Court Opinion

ID: 9315490
Source: CourtListenerOpinion
Date Created: 2022-12-02 17:44:55.144485+00
Date Added: 2024-06-11T17:14:19.898960
License: Public Domain

SAND, J.,
This matter arises out of a petition to confirm an arbitration award entered in an action on the uninsured motorist provision of petitioner’s policy with respondent. Though the arbitrator evaluated the claim of husband-petitioner to be $29,000 and the claim of his wife to be $71,827, the award was limited to $10,000 on each claim by the extent of coverage provided. In the meantime, an action in trespass was instituted in the Court of Common Pleas of Delaware County by petitioners against the tortfeasor. The parties having disagreed on the provisions of a trust receipt required by respondent prior to payment, the petitioners instituted this action *596to confirm the arbitrator’s award and order payment. After argument, the court ordered, December 10, 1969, that respondent submit to petitiofiers a form of trust receipt providing, in part:
“In the event of a recovery by the undersigned, the company shall be reimbursed out of such recovery to the extent of the payment made to the undersigned for which this is a receipt, limited however, to the amount, if any, by which said recovery (less reasonable attorneys’ fees and expenses related thereto) added to the said payment exceeds the damages suffered by undersigned caused by the said uninsured automobile, as said damages may be determined by verdict rendered in a court of law.”
The court further ordered that the revised trust receipt be tendered to petitioners within 20 days of the order, their execution of it to entitle them to prompt payment of the awards. This order was confirmed and affirmed January 28, 1971, after reargument. Respondent’s appeal has made this opinion necessary.
The order appealed from is based on these principles of insurance and subrogation: (1) When an insured recovers from the wrongdoer an amount which, together with the amount already received from the insurer, exceeds the loss actually sustained, he holds the excess as trustee for the insurer; (2) the excess is the balance remaining only after full compensation for the loss sustained, including the costs and expenses of making the recovery: Aetna Insurance Co. v.
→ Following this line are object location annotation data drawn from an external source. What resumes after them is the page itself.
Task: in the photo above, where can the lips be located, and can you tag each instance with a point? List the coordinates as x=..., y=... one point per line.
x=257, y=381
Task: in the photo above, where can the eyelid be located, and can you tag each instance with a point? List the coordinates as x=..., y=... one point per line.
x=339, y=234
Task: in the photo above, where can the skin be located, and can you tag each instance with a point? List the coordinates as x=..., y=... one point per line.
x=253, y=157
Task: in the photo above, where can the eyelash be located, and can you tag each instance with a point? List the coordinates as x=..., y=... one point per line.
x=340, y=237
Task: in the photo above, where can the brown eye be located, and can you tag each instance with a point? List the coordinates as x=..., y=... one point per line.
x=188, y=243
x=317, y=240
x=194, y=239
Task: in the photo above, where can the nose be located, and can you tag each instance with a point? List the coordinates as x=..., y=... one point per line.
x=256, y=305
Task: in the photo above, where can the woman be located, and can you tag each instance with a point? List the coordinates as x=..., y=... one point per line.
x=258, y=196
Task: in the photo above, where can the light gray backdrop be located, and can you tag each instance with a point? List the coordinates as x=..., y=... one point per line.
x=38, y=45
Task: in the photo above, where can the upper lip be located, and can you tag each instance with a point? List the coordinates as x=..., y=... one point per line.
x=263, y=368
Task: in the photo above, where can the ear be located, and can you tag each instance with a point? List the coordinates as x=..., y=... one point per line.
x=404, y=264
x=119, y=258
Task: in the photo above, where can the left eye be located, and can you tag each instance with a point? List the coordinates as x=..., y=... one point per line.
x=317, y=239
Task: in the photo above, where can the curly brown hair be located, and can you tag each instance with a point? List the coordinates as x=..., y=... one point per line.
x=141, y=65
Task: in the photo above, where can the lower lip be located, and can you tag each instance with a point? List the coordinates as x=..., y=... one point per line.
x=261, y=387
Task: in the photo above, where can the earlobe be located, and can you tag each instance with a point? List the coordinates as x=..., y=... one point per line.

Confer, 158 Pa. 598; Washtenaut Mut. Fire Ins. Co. v. Budd, 208 Mich. 483, 175 N.W. 231 (1919).
To the extent that the policy language provided by respondent denigrates the right of the insured to be fully compensated before the insurer is subrogated, we hold that such language is repugnant to the Act of *597August 14, 1963, P. L. 909, 40 PS §2000 (mandating the inclusion of uninsured motorist coverage of no less than $10,000 per person and $20,000 per accident in all automobile liability insurance policies issued in Pennsylvania) and is, therefore, of no effect: Harleysville Mutual Casualty Co. v. Blumling, 429 Pa. 389; White v. Nationwide Mut. Ins. Co., 361 F.2d 785; Bryant v. State Farm Mut. Ins. Co., 205 Va. 897, 140 S.E. 2d 817 (1965).